Cotte et al. I think the temple priests probably did not make the inks themselves, given the complexity of the red ink in particular, which would have required specialist knowledge, and the considerable amount of raw materials that would have been required to make them.

The team also noted an unusual “coffee ring effect“in the red ink marks. The coffee ring effect occurs when a single liquid evaporates and the solids that had been dissolved in the liquid, such as coffee grounds, form a revealing ring. This happens because evaporation occurs faster at the edge than at the center. Any remaining liquid flows to the edge to fill in the gaps, carrying those solids with it. In this case, the red ocher pigment is present in coarse particles, which remained in place while the more finely ground soluble lead compounds diffused into the papyrus cells to create a ring effect, causing it to appear (at l ‘micrometric scale) as if the letters had been sketched.

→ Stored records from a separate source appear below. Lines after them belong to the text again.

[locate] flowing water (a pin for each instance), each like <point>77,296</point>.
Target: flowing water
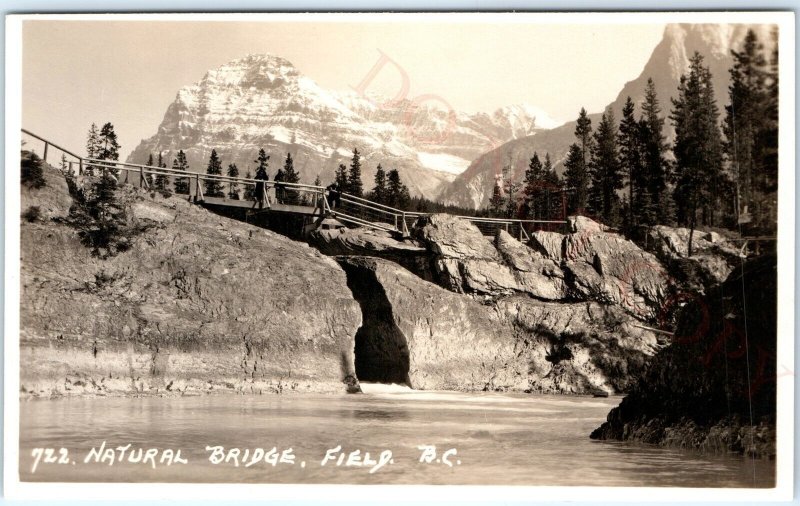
<point>486,438</point>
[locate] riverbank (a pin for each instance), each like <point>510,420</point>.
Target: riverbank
<point>714,388</point>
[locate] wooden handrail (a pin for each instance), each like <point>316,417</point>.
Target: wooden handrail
<point>315,189</point>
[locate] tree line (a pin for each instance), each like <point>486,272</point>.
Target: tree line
<point>715,173</point>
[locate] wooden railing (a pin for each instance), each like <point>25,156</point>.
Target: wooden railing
<point>350,208</point>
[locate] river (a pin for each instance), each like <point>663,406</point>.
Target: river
<point>479,438</point>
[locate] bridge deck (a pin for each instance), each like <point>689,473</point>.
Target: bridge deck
<point>352,209</point>
<point>249,204</point>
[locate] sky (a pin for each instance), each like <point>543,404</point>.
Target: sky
<point>127,72</point>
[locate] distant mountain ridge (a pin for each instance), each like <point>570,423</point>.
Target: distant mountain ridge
<point>263,101</point>
<point>669,60</point>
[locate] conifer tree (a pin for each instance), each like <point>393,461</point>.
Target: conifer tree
<point>249,189</point>
<point>553,188</point>
<point>93,142</point>
<point>213,187</point>
<point>181,183</point>
<point>746,124</point>
<point>233,187</point>
<point>31,171</point>
<point>576,180</point>
<point>262,160</point>
<point>605,171</point>
<point>108,146</point>
<point>378,193</point>
<point>631,156</point>
<point>397,194</point>
<point>697,148</point>
<point>291,195</point>
<point>92,146</point>
<point>354,185</point>
<point>280,189</point>
<point>497,202</point>
<point>533,188</point>
<point>576,165</point>
<point>660,209</point>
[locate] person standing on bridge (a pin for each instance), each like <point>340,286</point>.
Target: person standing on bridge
<point>260,191</point>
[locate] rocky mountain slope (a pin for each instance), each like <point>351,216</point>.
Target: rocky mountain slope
<point>203,303</point>
<point>670,59</point>
<point>199,303</point>
<point>262,101</point>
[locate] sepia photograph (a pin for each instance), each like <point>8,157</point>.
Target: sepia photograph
<point>485,249</point>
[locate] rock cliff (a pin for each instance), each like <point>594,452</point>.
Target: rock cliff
<point>418,333</point>
<point>198,303</point>
<point>556,335</point>
<point>714,387</point>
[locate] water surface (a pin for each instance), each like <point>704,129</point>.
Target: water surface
<point>492,438</point>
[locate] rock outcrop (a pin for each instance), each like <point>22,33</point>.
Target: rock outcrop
<point>591,264</point>
<point>198,303</point>
<point>714,387</point>
<point>608,268</point>
<point>368,242</point>
<point>418,333</point>
<point>713,257</point>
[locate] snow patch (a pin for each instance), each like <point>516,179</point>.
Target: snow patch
<point>443,162</point>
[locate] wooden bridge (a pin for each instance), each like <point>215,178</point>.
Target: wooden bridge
<point>312,202</point>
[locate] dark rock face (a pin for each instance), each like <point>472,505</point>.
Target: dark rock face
<point>581,347</point>
<point>198,303</point>
<point>367,242</point>
<point>590,264</point>
<point>713,257</point>
<point>417,333</point>
<point>715,385</point>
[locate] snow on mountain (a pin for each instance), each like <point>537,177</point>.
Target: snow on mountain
<point>262,101</point>
<point>669,60</point>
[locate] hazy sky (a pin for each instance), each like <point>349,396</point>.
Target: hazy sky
<point>128,72</point>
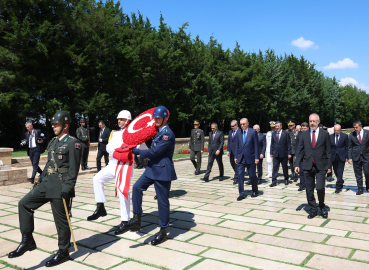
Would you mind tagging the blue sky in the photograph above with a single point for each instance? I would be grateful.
(332, 34)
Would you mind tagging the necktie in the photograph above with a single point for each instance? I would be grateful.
(313, 142)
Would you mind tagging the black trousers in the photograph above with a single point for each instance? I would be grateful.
(259, 166)
(34, 156)
(34, 200)
(100, 154)
(196, 164)
(211, 159)
(310, 186)
(84, 154)
(234, 166)
(359, 166)
(276, 162)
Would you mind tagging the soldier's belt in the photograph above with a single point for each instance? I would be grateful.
(51, 170)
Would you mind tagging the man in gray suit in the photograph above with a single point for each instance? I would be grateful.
(215, 151)
(358, 155)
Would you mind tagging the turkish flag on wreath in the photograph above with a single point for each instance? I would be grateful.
(140, 130)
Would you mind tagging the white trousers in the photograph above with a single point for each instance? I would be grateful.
(107, 174)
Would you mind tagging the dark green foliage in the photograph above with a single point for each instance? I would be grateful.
(92, 59)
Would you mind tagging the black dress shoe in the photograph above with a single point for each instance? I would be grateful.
(312, 215)
(60, 257)
(324, 212)
(134, 224)
(160, 237)
(27, 244)
(99, 212)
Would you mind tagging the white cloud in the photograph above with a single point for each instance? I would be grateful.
(345, 63)
(352, 81)
(303, 44)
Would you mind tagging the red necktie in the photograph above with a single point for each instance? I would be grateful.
(313, 143)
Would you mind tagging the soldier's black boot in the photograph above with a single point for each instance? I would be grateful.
(160, 237)
(61, 256)
(99, 212)
(27, 244)
(134, 224)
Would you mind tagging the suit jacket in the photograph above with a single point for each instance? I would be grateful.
(231, 147)
(355, 148)
(342, 149)
(160, 156)
(38, 134)
(262, 143)
(283, 147)
(322, 151)
(217, 143)
(249, 150)
(105, 138)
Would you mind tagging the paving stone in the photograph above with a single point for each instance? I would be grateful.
(300, 235)
(330, 263)
(324, 230)
(211, 264)
(301, 245)
(150, 254)
(250, 248)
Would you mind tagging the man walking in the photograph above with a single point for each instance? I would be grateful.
(231, 148)
(315, 149)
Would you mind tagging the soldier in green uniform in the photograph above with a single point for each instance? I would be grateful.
(293, 135)
(57, 181)
(196, 146)
(84, 138)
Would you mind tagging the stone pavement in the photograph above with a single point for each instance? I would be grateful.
(209, 228)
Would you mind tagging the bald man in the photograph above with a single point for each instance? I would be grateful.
(339, 145)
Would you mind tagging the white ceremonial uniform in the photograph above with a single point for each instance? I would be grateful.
(269, 159)
(107, 174)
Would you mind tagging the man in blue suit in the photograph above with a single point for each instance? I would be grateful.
(231, 148)
(262, 147)
(339, 144)
(159, 171)
(247, 149)
(280, 151)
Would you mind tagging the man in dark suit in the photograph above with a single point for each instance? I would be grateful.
(358, 154)
(231, 149)
(215, 151)
(315, 149)
(304, 127)
(247, 149)
(35, 141)
(339, 144)
(104, 135)
(262, 147)
(280, 151)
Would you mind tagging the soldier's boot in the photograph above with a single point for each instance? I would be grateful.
(27, 244)
(61, 256)
(99, 212)
(160, 237)
(134, 224)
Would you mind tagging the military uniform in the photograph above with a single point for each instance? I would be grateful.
(196, 146)
(84, 138)
(293, 135)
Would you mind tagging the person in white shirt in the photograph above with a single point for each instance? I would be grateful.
(107, 174)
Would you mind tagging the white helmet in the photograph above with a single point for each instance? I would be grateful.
(124, 114)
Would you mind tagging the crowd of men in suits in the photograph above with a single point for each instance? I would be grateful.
(309, 149)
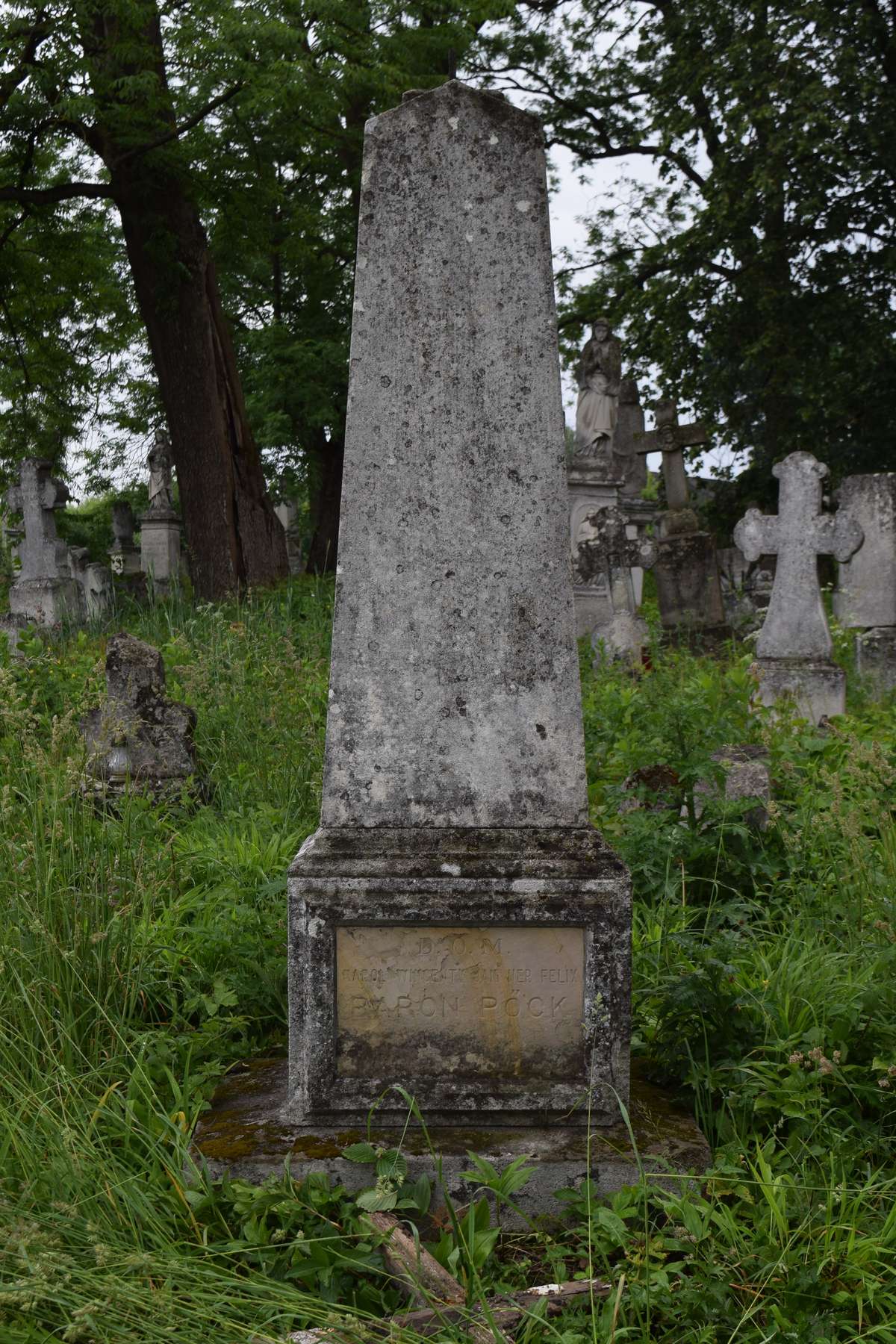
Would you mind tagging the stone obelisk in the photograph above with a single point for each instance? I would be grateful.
(455, 925)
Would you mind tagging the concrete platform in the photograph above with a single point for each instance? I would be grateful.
(247, 1135)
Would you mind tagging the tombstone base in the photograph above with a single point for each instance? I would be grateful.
(876, 656)
(45, 601)
(249, 1135)
(621, 640)
(818, 690)
(485, 969)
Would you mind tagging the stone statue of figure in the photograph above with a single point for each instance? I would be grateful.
(160, 463)
(600, 376)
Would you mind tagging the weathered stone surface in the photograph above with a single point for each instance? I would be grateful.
(458, 1001)
(124, 557)
(588, 494)
(815, 688)
(546, 882)
(160, 463)
(746, 776)
(160, 550)
(876, 656)
(625, 441)
(688, 589)
(250, 1132)
(454, 788)
(669, 438)
(139, 737)
(160, 526)
(94, 581)
(45, 591)
(603, 582)
(795, 625)
(454, 685)
(600, 376)
(794, 644)
(865, 591)
(287, 517)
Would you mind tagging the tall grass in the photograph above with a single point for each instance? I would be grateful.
(143, 953)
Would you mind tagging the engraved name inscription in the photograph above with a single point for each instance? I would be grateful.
(460, 1001)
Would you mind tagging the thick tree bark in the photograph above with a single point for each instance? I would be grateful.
(233, 534)
(326, 504)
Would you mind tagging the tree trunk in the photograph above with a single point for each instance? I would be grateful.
(326, 504)
(233, 534)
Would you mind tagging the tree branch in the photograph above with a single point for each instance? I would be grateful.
(176, 132)
(52, 195)
(19, 72)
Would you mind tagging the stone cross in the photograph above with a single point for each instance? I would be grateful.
(795, 624)
(455, 925)
(669, 438)
(37, 495)
(608, 556)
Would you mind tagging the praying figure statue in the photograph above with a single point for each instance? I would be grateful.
(600, 376)
(160, 464)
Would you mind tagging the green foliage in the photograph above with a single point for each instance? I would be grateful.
(143, 953)
(751, 262)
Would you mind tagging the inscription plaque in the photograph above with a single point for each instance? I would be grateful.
(465, 1001)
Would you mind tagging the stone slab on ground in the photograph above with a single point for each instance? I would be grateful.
(817, 688)
(250, 1135)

“Advanced synchrotron-based microanalyses have provided us with invaluable knowledge about the preparation and composition of red and black inks in ancient Egypt and Rome 2,000 years ago,” says Christiansen. “And our results are supported by contemporary evidence of ink production facilities in ancient Egypt from a magical spell inscribed on a Greek alchemical papyrus, which dates to the third century AD. It refers to a red ink that was prepared inside a workshop.This papyrus was found in Thebes, and it may well have belonged to a priestly library like the papyri studied here, thus providing insight into some of the chemical arts applied by the Egyptian priests of the late Roman period. “

DOI: PNAS, 2020. 10.1073 / pnas.2004534117 (About DOIs).